Перед последним порталом стоял один из доверенных лейтенантов. Видя приближающегося Спакса, он покачал головой. — Неужели нельзя попозже, Боевой Вождь?
— Нет, Гэдис. Или она принимает ванну?
— Если так, вода успела вскипеть.
«Что сказала Абрастали та железная женщина?» — Хватит смелости объявить обо мне, Гэдис?
— Не смелость заставляет меня сказать «да», Боевой Вождь, а глупость. Но глупость завела меня уже далеко, а я консервативен.

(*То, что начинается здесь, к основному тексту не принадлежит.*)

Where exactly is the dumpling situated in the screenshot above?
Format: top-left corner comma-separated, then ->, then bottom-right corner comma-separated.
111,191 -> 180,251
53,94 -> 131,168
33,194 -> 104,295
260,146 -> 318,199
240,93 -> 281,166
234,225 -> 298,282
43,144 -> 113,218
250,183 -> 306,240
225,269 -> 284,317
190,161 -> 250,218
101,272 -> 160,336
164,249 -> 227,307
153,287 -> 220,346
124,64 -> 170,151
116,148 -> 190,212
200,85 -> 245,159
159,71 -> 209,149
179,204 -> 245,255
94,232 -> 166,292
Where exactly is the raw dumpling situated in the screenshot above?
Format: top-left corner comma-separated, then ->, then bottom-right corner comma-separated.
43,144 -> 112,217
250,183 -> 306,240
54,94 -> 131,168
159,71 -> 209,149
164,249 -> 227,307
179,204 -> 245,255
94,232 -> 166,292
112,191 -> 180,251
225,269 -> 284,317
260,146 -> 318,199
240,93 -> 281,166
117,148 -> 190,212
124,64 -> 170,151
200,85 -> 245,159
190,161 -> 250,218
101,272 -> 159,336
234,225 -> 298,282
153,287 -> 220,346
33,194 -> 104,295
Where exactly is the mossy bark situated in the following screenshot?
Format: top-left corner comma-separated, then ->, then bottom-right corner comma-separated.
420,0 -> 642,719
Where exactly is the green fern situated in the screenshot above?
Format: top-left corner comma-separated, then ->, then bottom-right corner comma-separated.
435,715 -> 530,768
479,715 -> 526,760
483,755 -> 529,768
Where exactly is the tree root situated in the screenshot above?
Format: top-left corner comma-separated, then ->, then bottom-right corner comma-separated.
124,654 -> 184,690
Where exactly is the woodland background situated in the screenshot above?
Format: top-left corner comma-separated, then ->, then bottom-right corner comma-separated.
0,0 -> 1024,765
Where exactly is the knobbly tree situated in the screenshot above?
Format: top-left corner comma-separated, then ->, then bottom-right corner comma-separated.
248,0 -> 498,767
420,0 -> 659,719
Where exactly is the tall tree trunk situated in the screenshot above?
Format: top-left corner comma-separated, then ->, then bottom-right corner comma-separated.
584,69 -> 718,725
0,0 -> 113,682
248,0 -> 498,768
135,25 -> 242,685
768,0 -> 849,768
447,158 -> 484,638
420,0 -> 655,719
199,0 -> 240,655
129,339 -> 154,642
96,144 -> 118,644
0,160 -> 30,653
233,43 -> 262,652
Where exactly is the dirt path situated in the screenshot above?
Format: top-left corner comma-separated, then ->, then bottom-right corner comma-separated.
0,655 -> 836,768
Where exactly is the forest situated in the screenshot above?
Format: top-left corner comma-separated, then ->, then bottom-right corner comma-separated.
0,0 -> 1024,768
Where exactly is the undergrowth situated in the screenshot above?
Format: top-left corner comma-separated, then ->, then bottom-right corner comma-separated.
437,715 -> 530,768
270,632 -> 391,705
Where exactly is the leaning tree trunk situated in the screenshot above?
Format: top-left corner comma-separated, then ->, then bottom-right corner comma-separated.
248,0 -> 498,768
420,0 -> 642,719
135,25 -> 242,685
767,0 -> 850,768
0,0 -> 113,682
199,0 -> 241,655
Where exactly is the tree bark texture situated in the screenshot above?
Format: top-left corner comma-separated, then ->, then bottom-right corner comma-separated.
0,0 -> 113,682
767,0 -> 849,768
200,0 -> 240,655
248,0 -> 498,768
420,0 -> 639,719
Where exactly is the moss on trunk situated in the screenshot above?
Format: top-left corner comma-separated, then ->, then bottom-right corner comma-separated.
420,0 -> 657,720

— Предложение в силе, — сказал Спакс.
— Сомневаюсь, что Королева одобрит, если один из лейтенантов свиты сбросит доспехи ради черепаховых панцирей и танцев под луной.
Спакс улыбнулся: — Значит, видел?
Гэдис кивнул.
— Это было представление, понимаешь?
— Вождь?
— Выводок ученых королевы — мы постарались дать им повод что-то записать и потом обдумывать до конца скучной и бесполезной жизни. Духи земные, мужские ягоды усыхают холодными ночами. А ты думал, зачем мы прыгаем через костер?
Гэдис метнул ему пронзительный взгляд и отвернулся, скользнув под полог.
Спакс тихо хихикнул.
Еле слышный голос Гедиса велел ему предстать пред очи Королевы. «Голышом в корыте», предположил Спакс. «Ба, боги не столь щедры».
Она стояла в нижней одежде, сняв доспехи; длинные волосы свисали на одну сторону. Штаны и курточка тесно облегали формы. — Варварский ублюдок. Что такого важного, если ты рискуешь стать жертвой моего дурного настроения?
— Всего лишь одно, Высочество, — отвечал Спакс. — Она высекла из тебя искры и мне интересно узнать, как и почему.
— А, только любопытство.
— Точно, Огневласка.
— Если бы не вероятное недовольство твоих бешеных воинов, я велела бы удавить тебя твоими собственными кишками. Возможно, это ублажило бы меня на один миг. Странная вещь — наглость. Забавная, когда тебя не коснулась, а иногда приводящая в ярость. Ради пустого черепа Странника, что побудило тебя считать, будто я сдалась этой набитой дерьмом диковине?